Power and Status Shifts
Power shifts from narrative-driven to evidence-driven analysis; from “this time is different” boosters to historical pattern-matchers; from short-term traders to long-term institutional investors who can wait for the deployment phase.
Constraints
Installation-to-deployment transition requires correction that destroys speculative capital; regulatory lag; “this time is different” narrative preventing learning from history; the concealment curve may impair the self-correction mechanism.

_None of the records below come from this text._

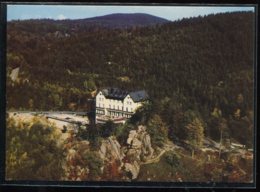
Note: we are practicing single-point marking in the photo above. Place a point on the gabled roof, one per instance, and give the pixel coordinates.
(115, 93)
(138, 96)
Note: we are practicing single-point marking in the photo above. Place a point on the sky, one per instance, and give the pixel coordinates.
(59, 12)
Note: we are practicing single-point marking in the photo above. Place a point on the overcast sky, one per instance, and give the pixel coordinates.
(22, 12)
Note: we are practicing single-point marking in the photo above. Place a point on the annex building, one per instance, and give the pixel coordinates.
(114, 103)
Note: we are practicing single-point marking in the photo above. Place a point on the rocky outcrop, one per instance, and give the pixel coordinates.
(125, 161)
(139, 149)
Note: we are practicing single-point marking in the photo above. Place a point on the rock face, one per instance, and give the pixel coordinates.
(126, 160)
(139, 149)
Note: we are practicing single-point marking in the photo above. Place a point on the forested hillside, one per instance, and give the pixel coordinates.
(193, 68)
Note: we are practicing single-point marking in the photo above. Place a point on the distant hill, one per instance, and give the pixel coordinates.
(112, 21)
(119, 20)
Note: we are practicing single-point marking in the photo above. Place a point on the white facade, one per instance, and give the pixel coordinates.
(113, 107)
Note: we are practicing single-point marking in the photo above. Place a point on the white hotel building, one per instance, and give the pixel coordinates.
(113, 102)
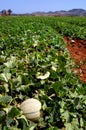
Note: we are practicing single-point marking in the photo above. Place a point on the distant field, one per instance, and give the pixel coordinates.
(35, 63)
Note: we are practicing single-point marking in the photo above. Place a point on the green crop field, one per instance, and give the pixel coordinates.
(35, 63)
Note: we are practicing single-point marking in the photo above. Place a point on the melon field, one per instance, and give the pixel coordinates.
(35, 62)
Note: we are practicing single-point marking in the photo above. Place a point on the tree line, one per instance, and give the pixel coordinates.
(6, 12)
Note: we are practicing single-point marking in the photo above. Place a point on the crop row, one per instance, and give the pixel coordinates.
(31, 48)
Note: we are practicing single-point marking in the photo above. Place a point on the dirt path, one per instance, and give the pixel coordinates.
(77, 49)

Cognitive Biases and Information Asymmetries
Hammer-nail bias (tendency to see all technology phenomena through Perez framework); survivorship bias in the historical reference class (only successful GPTs are in the database); overconfidence in pattern-matching (AI may be genuinely different in ways that matter); the “slow leak vs. pop” question is the scenario the Historian is least equipped to analyze.
Feedback Loops
Five loops identified: (1) Narrative-Capital Reflexivity (classic bubble dynamics), (2) Measurement Avoidance (deployment without metrics delays metric development), (3) Institutional Lock-In (career incentives sustain spending), (4) Self-Justifying Tool (historically unprecedented — AI generates own business cases), (5) Coercive Adoption (platform bundling inflates metrics).
Externalities
Positive: surviving infrastructure enables deployment phase; engineering talent trained during installation phase becomes deployment-phase workforce; open-source models and methodologies persist. Negative: environmental damage (conceded as structural novelty); talent misallocation; epistemic degradation from fluent but unreliable outputs.
Time Horizons
Short (6-12 months): early stress signals, individual high-profile failures. Medium (18-36 months): institutional reckoning, enterprise budget rationalization, timeline convergence on Q3 2027-Q1 2028. Long (5-15 years): deployment phase with genuinely productive AI, built on infrastructure and talent from installation phase.
Likely Actions
Publication and public argument; coalition with CTO and Toolsmith constituencies; advocacy for measurement infrastructure investment; resistance to “this time is different” narratives.
Falsifiers
Aggregate productivity acceleration (>0.5pp above trend) within 24 months attributable to AI (~10-15% probability); no significant AI company failures in next 2 years (~20-25% probability); independent measurement showing >30% enterprise AI at positive ROI (~15-20% probability); measurement infrastructure developing concurrently without financial crisis (~10% probability).